Coral: A self-sovereign back-end for research data-management powered by Ocean Protocol
Part 1 - Proposal Submission
Name of Project
Coral
Proposal in one sentence
Grant funds are requested to support the development of an open-source application for GDPR-compliant self-sovereign scientific data management and peer-to-peer sharing.
Description of the project and what problem is it solving
Thousands of petabytes of data on human health, economic activity, social dynamics, and scientific observations of the universe and our impact on it are siloed in legacy institutional web infrastructure.

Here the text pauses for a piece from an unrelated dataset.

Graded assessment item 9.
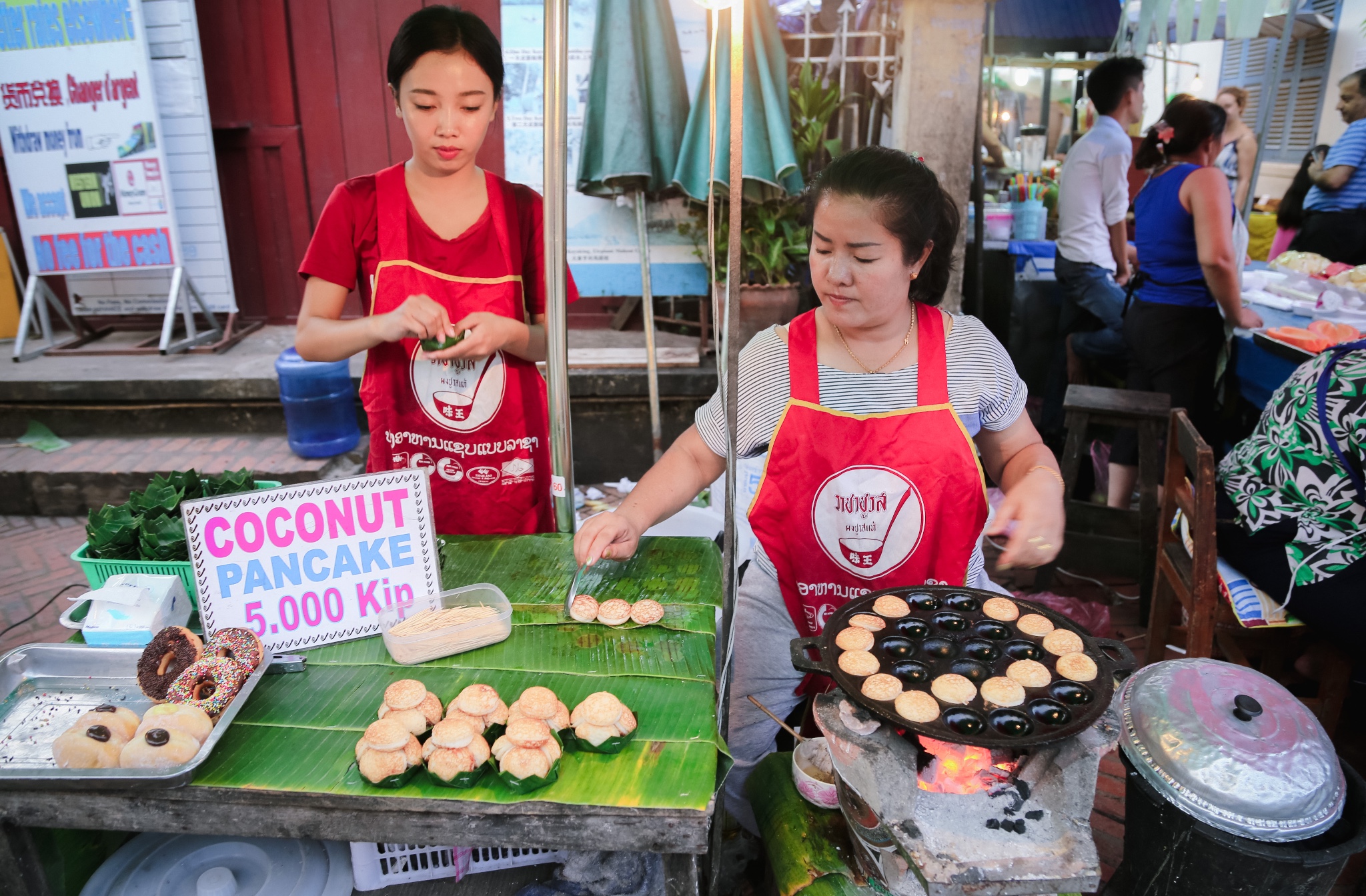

Key challenges for unlocking scientific data include workflow gaps, infrastructural capacities, and cultural inertia, such as:
- Expensive ingress/egress fees with traditional cloud storage
- Insufficient tooling for dataset management, preprocessing, and archival
- Lack of easy-to-use interoperable workflows & protocols for sharing data
- Needs for dataset provenance that ensure requested content is the content that is received
- Institutional compliance and regulatory protocols that gate-keep sensitive data based on academic credentials
- Cultural inertia for laboratory procedures and protocols
- No rewards for sharing data, enhanced risk of being “scooped”
(Reference: Science Research Data Management Needs Report 1)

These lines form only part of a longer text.